Cette quête d’« imagibilité » des villes (pour reprendre ici Kevin Lynch[2]), à la fois de leur totalité et de leur réalité fragmentaire, est un processus historique dont les modalités de saisie discursive et visuelle ont été plurielles. La grande ville se raconte, elle se donne à voir, elle s’incarne dans des cartes, des maquettes, des plans, des photographies, des films, des romans. Nous avons été marqués par le travail de François Maspero et Anaïk Frantz qui ont arpenté les territoires du RER B pour ramener un récit qui fait aujourd’hui date dans la perception du Grand Paris[3]. Trente ans plus tard, en 2022, Luise Schröder participe à la commande des Regards du Grand Paris en proposant une série photographique et une installation, faisant des récits du Paris révolutionnaire la matière même de sa barricade littéraire[4]. [ Voir Fig. 1 ] [ Voir Fig. 2 ]

La séparation entre les représentations documentaires, décrivant un état présent, et les représentations projectuelles, anticipant un état à venir, n’est pas toujours si aisée.
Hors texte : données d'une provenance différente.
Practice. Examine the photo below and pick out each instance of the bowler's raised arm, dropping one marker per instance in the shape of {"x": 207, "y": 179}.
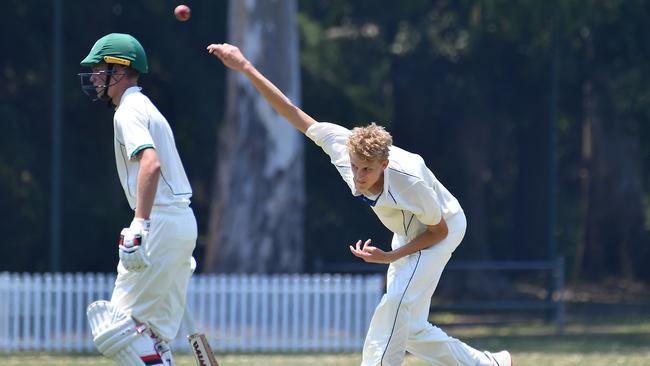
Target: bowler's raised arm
{"x": 232, "y": 57}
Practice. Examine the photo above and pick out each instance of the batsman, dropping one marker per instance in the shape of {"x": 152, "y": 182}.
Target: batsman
{"x": 155, "y": 251}
{"x": 427, "y": 221}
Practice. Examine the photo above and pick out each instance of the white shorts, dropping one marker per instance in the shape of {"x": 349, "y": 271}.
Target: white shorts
{"x": 156, "y": 296}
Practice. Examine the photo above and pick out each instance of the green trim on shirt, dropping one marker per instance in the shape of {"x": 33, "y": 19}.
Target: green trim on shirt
{"x": 140, "y": 148}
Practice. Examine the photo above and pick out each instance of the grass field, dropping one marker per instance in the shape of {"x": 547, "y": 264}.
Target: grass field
{"x": 594, "y": 341}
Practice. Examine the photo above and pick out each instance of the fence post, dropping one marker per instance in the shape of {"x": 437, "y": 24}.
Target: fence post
{"x": 558, "y": 273}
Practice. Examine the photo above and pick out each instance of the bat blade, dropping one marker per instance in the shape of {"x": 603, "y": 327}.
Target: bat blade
{"x": 202, "y": 350}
Car décrire, c’est déjà projeter, disait l’urbaniste Bernardo Secchi dans un dialogue avec l’historien André Corboz[5]. Et projeter permet d’ouvrir à d’autres rationalités. Cet entrelacement du projet et du constat, de l’imaginaire et du réel fait partie intégrante de la compréhension de la figure métropolitaine.

La question de la figurabilité ne dialogue pas seulement avec les champs de recherche que sont par exemple la culture visuelle et la pensée de l’imaginaire. Ce décentrement apparent du côté de l’étude des représentations constitue surtout le moyen d’élargir notre connaissance des études urbaines, en particulier de l’histoire de l’aménagement métropolitain et des rapports de force qui le travaillent. La manière dont on choisit de représenter la métropole est soutenue par des présupposés, par des partis-pris qui opèrent des effets de cadrages et orientent, en retour, la manière de penser les projets. Ainsi la carte des « régions isochrones » de l’agglomération parisienne, inventée par Louis Bonnier, alors directeur du Service du plan de Paris, figure des dimensions alors inédites de la grande ville, à l’image de cette carte de 1914 qui, à partir d’un polygone regroupant les gares parisiennes, établit trois isochrones, chacune englobant tous les points de l’agglomération pouvant être atteints respectivement en 20, 40 ou 60 minutes de transport ferroviaire[6]. [ Voir Fig. 3 ]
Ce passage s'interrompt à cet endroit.